O fenómeno diz respeito tanto à região de Île-de-France, que concentra 26% da população estudantil (733 estudantes, incluindo 000 em Paris), mas também hoje a todas as outras regiões e, em particular, às metrópoles e cidades de médio porte. Assim, em Lyon e Rennes, há mais de quatro pedidos de oferta enquanto o mercado de arrendamento de pequenos espaços continua tenso e muitas vezes escapa aos serviços de controlo de rendas para residências estudantis.

O Estado quer acelerar o ritmo

No parque habitacional social, e na continuação do “plano de habitação para 60 mil estudantes” lançado em 000, o senhorios sociais há algum tempo que tentam reforçar a oferta de habitação para os jovens (residências sociais, albergues para jovens trabalhadores ou residências universitárias sob gestão direta ou indireta). Mais recentemente, a Primeira-Ministra Élisabeth Borne anunciou uma plano de acção para incentivar a construção de habitação, nomeadamente para estudantes, através de um plano de recuperação de habitação social.

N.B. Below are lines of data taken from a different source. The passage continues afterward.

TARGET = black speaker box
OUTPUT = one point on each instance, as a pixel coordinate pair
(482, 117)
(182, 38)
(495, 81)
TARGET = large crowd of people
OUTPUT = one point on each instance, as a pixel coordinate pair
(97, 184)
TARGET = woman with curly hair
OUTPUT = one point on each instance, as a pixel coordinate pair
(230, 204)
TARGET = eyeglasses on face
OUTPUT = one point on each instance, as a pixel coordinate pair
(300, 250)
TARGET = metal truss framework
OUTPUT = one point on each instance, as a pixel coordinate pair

A situação continua, no entanto, muito crítica e complexa no stock de arrendamento privado, uma consequência da financeirização de imóveis observado há duas décadas, o que levou a um aumento nos preços dos imóveis, sustentado por um período de taxas de juro baixas, e de rendas desligadas do rendimento das famílias. As numerosas medidas fiscais, desenvolvidas durante mais de uma década, particularmente a favor do investimento em arrendamento em LMNP (empresas de aluguer mobilado não profissional), reorientaram principalmente o stock residencial privado para uma oferta de aluguer de pequenos apartamentos mobilados de curta duração. Estes também não estão sujeitos ao controle de aluguel, oferecendo taxas de retorno comparativamente muito mais altas, desequilibrando e esgotando estruturalmente o estoque de aluguel residencial, particularmente em cidades universitárias e turísticas.

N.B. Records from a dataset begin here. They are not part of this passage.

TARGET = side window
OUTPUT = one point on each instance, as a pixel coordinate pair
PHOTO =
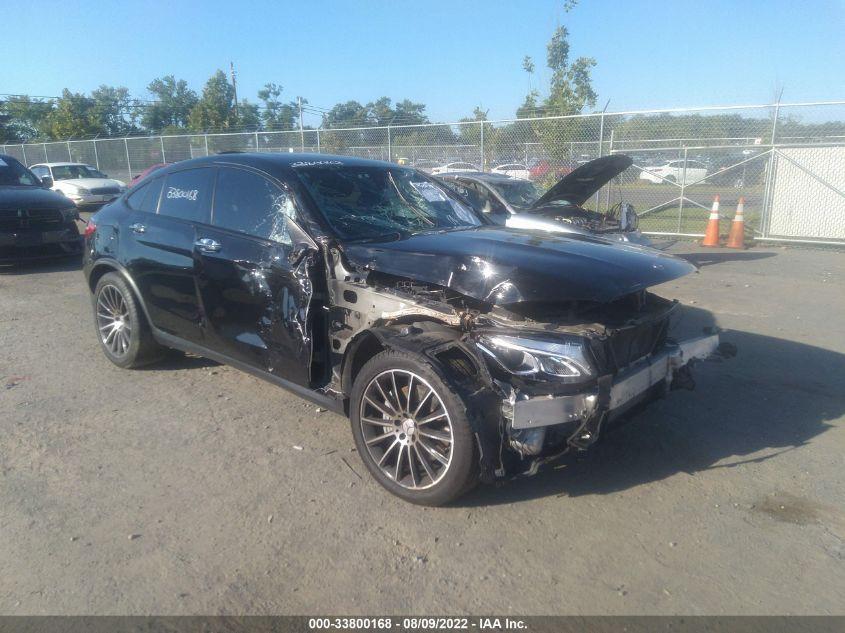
(249, 203)
(145, 197)
(187, 194)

O sistema de investimento de arrendamento muito atractivo no LMNP está a retroceder no nicho de mercado de habitação para estudantes e jovens trabalhadores, enquanto a crise nos escritórios e na habitação própria ameaça a actividade imobiliária dos promotores. Vários programas imobiliários de residências estudantis privadas e residências de coliving não acordado, alugado com estatuto de LMNP, ou não, veja a luz do dia. Se eles fornecerem uma resposta parcial à solicitação e a crise do escritório pós-Covid, contribuem, no entanto, paradoxalmente para reforçar a crise habitacional dos mais carenciados, num contexto de grave escassez e sobrelicitação de terrenos. Em muitos casos, isto compromete o desenvolvimento e a viabilidade económica da oferta pública de habitação aprovada e dedicada aos jovens.


O autor gostaria de agradecer a Tommy Veyrat, Diretor da URHAJ Île-de-France e Nicolas Delesque, Universités & Territoires, pelas suas contribuições para a reflexão e documentação deste artigo.

Ingrid Nappi, Economista, professor de HDR no departamento SEGF (Ciências Económicas, Gestão, Finanças), Escola ParisTech de Pontes (ENPC)

Este artigo foi republicado a partir de A Conversação sob licença Creative Commons. Leia oartigo original.